ASPECTOS QUANTITATIVOS. REPERCUSSÃO.

14. A jurisprudência fixou entendimento de que, para fins de constatação do grau de gravidade dos fatos, além dos critérios qualitativos, que correspondem ao grau de reprovação da conduta praticada, devem ser apurados elementos quantitativos que podem ser mensurados sob um viés mais criterioso, que envolve cada situação concreta, de modo a averiguar se houve mácula à legitimidade e à normalidade das Eleições.

15. Em julgado desta Corte, de relatoria do Ministro Herman Benjamin, ficou assentado que “o critério quantitativo se orienta pela repercussão do ilícito diante da dimensão numérica do colégio eleitoral, circunstância a ser observada a partir de elementos como reiteração da conduta, sua proximidade com o pleito e meios em que propagada” (AgR-REspe 151-35, DJE de 29.8.2016).
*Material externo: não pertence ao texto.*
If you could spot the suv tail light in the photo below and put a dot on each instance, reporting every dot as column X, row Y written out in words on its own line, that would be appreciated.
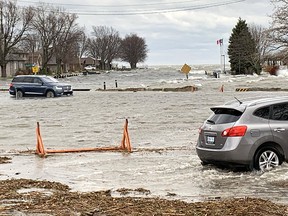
column 235, row 131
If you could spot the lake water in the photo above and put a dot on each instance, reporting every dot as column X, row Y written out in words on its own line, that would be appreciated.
column 163, row 128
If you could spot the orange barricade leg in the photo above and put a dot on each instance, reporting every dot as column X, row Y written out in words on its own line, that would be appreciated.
column 39, row 146
column 222, row 88
column 125, row 144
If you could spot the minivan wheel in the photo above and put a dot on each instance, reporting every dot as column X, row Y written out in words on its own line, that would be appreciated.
column 267, row 158
column 19, row 94
column 50, row 94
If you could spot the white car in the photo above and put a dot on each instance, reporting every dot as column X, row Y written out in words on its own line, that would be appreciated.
column 90, row 67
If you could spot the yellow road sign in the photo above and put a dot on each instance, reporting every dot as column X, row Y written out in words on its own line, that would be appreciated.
column 185, row 69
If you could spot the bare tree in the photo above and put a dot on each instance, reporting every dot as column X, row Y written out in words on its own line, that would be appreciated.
column 66, row 43
column 278, row 30
column 105, row 45
column 49, row 22
column 14, row 23
column 133, row 50
column 82, row 46
column 31, row 43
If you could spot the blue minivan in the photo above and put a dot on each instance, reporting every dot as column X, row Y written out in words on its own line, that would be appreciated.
column 38, row 85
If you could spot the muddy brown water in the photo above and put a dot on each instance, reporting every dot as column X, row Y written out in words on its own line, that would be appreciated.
column 163, row 128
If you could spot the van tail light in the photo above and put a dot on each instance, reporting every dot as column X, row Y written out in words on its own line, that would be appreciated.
column 237, row 131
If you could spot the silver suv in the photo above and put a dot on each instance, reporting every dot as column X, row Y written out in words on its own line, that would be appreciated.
column 253, row 133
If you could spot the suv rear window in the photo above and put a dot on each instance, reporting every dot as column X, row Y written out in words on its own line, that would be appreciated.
column 17, row 79
column 223, row 116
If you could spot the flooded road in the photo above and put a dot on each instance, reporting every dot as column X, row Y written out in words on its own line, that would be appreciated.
column 163, row 128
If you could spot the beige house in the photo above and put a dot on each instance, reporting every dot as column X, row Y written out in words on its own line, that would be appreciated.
column 17, row 61
column 85, row 61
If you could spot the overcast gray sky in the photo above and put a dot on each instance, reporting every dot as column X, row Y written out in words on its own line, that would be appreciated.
column 176, row 32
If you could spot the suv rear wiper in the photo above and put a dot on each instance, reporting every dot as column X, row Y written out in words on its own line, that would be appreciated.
column 210, row 121
column 238, row 100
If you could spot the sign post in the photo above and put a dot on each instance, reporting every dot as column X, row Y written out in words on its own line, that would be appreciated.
column 186, row 69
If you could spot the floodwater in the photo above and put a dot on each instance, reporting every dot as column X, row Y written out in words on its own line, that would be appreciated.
column 163, row 129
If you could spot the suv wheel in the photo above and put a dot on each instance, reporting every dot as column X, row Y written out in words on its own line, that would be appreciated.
column 267, row 158
column 19, row 94
column 50, row 94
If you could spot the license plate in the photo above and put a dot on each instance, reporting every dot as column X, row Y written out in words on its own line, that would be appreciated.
column 210, row 140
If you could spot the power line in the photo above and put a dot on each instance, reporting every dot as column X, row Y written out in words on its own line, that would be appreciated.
column 142, row 11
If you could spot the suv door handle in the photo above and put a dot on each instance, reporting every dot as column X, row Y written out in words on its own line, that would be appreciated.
column 279, row 130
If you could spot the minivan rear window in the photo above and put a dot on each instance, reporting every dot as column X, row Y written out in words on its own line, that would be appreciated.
column 224, row 116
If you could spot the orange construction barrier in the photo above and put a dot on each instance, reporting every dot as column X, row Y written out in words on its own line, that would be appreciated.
column 124, row 146
column 222, row 88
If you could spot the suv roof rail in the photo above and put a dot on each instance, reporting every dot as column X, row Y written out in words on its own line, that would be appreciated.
column 254, row 101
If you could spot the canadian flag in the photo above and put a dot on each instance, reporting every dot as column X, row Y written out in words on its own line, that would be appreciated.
column 220, row 41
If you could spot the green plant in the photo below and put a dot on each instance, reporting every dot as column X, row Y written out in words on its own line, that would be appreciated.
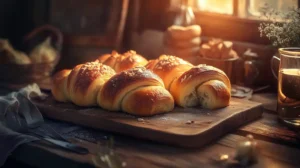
column 281, row 28
column 106, row 157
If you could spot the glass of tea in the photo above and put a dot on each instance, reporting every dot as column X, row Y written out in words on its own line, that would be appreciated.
column 288, row 99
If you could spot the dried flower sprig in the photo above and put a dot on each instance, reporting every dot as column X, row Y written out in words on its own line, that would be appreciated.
column 281, row 28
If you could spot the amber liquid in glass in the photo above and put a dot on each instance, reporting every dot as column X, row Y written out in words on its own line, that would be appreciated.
column 288, row 106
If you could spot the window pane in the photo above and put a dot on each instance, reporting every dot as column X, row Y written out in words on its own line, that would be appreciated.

16. Não se desconhece a jurisprudência firmada no sentido de que o número de votos entre o primeiro e o segundo colocado não deve ser considerado fator essencial para configuração do abuso, contudo, no presente caso, os referidos dados numéricos (pequena diferença de votos entre os candidatos e o alto percentual de abstenção) foram capazes de demonstrar a gravidade das condutas sob o viés quantitativo, pois repercutiram na normalidade do pleito.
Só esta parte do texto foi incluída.